Du site pilote à l’impact
Du site pilote à l’impact
« Répliquer les bonne initiatives », « passage à l’échelle », « scale-up », « diffusion des bonnes pratiques » etc. Aucune stratégie, politique de développement ou feuille de route portant sur les aires marines protégées ne sauraient faire l’économie de ces mots[1]. En effet, le processus d’intervention dans un système aussi complexe que la conservation marine consiste à appliquer une démarche scientifique du site pilote au passage à l’échelle.
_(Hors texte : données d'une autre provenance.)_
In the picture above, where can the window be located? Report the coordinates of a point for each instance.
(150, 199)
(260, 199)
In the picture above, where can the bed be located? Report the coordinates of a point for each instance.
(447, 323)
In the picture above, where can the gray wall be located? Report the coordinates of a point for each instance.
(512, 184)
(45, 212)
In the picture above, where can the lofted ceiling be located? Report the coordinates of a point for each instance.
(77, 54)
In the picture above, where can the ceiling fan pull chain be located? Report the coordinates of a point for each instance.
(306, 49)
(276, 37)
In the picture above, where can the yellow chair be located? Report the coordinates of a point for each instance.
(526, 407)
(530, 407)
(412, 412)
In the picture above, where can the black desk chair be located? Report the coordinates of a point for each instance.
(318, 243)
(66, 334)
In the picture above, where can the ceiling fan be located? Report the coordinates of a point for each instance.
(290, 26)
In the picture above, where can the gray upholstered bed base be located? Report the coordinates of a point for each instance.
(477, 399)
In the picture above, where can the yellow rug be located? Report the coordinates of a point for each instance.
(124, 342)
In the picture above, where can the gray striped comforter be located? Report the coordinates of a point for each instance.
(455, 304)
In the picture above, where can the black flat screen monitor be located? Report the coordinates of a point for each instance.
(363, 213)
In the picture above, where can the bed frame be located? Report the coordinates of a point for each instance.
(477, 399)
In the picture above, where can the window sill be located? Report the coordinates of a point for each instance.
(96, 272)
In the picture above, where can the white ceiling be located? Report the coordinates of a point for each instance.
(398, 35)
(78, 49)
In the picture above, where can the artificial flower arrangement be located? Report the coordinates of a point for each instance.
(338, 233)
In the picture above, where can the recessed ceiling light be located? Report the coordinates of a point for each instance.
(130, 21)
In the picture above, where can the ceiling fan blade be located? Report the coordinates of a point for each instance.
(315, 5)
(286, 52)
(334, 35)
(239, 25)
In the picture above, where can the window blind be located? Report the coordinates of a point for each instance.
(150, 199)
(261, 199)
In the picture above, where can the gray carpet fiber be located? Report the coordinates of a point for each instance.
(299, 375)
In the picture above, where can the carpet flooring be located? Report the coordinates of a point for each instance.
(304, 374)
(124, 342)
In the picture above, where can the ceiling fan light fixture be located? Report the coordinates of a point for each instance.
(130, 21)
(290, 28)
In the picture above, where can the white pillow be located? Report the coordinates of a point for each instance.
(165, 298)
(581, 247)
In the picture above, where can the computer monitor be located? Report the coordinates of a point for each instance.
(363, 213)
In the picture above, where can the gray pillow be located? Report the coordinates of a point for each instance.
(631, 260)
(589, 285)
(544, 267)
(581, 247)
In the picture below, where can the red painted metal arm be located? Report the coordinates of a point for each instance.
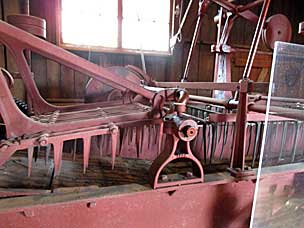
(243, 12)
(16, 38)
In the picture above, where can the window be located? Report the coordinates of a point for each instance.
(123, 25)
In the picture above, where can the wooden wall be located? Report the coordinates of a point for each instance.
(56, 81)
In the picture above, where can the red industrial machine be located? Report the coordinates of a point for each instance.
(168, 158)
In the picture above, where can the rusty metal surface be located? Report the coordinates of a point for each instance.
(125, 207)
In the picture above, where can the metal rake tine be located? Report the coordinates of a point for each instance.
(57, 157)
(30, 152)
(284, 135)
(161, 132)
(101, 139)
(249, 140)
(86, 152)
(114, 140)
(205, 143)
(214, 140)
(74, 149)
(294, 148)
(36, 152)
(47, 153)
(226, 126)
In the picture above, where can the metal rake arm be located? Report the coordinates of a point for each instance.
(19, 40)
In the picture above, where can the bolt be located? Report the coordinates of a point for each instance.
(91, 204)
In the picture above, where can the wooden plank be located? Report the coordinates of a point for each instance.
(206, 67)
(53, 78)
(40, 74)
(80, 83)
(261, 61)
(67, 82)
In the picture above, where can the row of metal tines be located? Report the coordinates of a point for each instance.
(214, 144)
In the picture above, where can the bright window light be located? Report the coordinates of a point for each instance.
(144, 24)
(90, 22)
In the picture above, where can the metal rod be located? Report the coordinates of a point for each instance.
(256, 39)
(203, 4)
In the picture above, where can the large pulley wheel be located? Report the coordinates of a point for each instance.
(278, 28)
(97, 91)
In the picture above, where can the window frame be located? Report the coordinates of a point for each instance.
(118, 49)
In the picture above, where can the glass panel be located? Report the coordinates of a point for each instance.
(279, 200)
(146, 24)
(91, 22)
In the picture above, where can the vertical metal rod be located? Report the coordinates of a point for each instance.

L’objectif inhérent à l’approche par site pilote est la réplication d’un succès :
- Tester une action au niveau local sur un site pilote. Cette première étape consiste à choisir un axe d’action. Par exemple favoriser l’entreprenariat local et l’écotourisme pour contrer l’installation du tourisme de masse et donc protéger les écosystèmes marins ou mettre en place un mécanisme de financement pour favoriser la petite pêche durable au profit du développement d’une pêche industrielle intensive,
- Evaluer le succès ou non de l’action de conservation. Cette deuxième étape consiste à évaluer d’une part les résultats du projet et d’autre part les impacts directs et indirects environnementaux et socio-économiques.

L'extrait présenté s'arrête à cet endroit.